How many squirts does it take to get the bottom of a Febreze bottle? Because I'd like to have a good idea of how long it'll take me to be rid of this stuff I bought an unbearably long time ago.
Three (four) months ago I was looking to switch things up a little and veer off my usual lavender scented path. So I picked up something a little more exotic that made me feel dangerous and unpredictable. Maybe something Angelina Jolie would go for. It smelled fine in the store and I was excited to make my quaint abode smell like a freakin tropical paradise. But at home, spritzed on my couch, curtains, sheets, carpets, and hair, its scent nowhere near captivated my spirit or sent me straight to a Hawaiian beach.
False advertising, no?
Instead, every time I spray it I feel a little queasy, and like I'm surrounded by sweaty vacationers and old lady perfume. Not exactly what I want mingled all over my couch and pillows.
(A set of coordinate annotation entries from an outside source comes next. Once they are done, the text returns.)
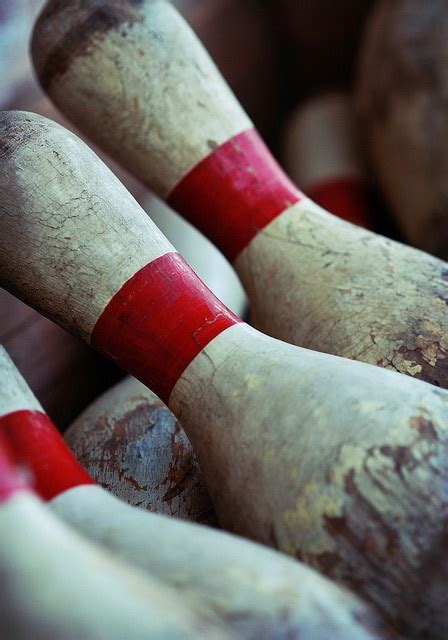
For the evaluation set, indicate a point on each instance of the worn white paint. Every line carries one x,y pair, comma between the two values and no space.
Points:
321,141
255,592
311,279
15,395
56,584
159,75
131,443
49,169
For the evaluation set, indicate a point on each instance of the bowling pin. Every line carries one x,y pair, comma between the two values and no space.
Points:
301,450
135,78
321,38
320,152
132,445
256,592
55,584
400,90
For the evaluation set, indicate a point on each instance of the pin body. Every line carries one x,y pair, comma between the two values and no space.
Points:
401,88
131,444
312,280
55,584
301,450
253,591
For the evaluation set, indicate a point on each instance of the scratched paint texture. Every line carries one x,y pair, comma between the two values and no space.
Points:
56,584
401,97
161,107
111,38
132,445
255,592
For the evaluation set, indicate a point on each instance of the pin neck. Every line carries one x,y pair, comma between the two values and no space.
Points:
12,478
234,193
159,321
37,444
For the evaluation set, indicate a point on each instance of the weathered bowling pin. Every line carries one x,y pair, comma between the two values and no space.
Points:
336,462
321,153
135,78
56,584
131,444
321,38
209,263
401,88
256,592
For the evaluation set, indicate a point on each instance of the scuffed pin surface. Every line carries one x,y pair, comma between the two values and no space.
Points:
132,445
337,462
402,84
56,584
141,86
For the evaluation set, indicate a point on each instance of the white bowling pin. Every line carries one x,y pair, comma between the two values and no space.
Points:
255,592
308,452
134,77
131,444
400,93
55,584
208,262
321,153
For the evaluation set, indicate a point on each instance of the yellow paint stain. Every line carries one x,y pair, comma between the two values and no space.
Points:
406,366
304,520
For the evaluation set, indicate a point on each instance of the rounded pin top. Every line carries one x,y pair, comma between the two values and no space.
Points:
321,142
135,79
15,395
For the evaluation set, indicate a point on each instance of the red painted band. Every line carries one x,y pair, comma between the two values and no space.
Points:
234,193
36,443
12,478
159,321
347,198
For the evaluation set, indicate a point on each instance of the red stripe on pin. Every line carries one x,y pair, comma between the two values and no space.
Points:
234,193
36,443
159,321
12,478
347,198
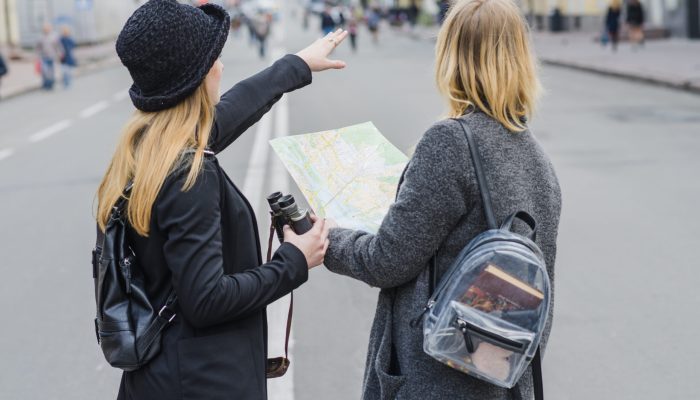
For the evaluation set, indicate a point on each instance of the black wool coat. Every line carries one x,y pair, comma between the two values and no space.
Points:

And yet despite the undesirable effect the odor has on me, I continue to spray it around my house because I can't let it go to waste. It must be used up, not thrown out! Only then can I go out and buy the scent I know and love.
This is the weirdo that is me. Rather than throw $3 in the trash can, I'd rather rip up those dollars bills into tiny minuscule pieces and scatter them around my house until I feel like vomiting.
There must be a scientific term for someone like this. Wasteaphobic? Manic thrifter?
All I know is that Angelina Jolie has no place in my home. She is heretofore forbidden to inspire any further decisions. Tisk, tisk Angie.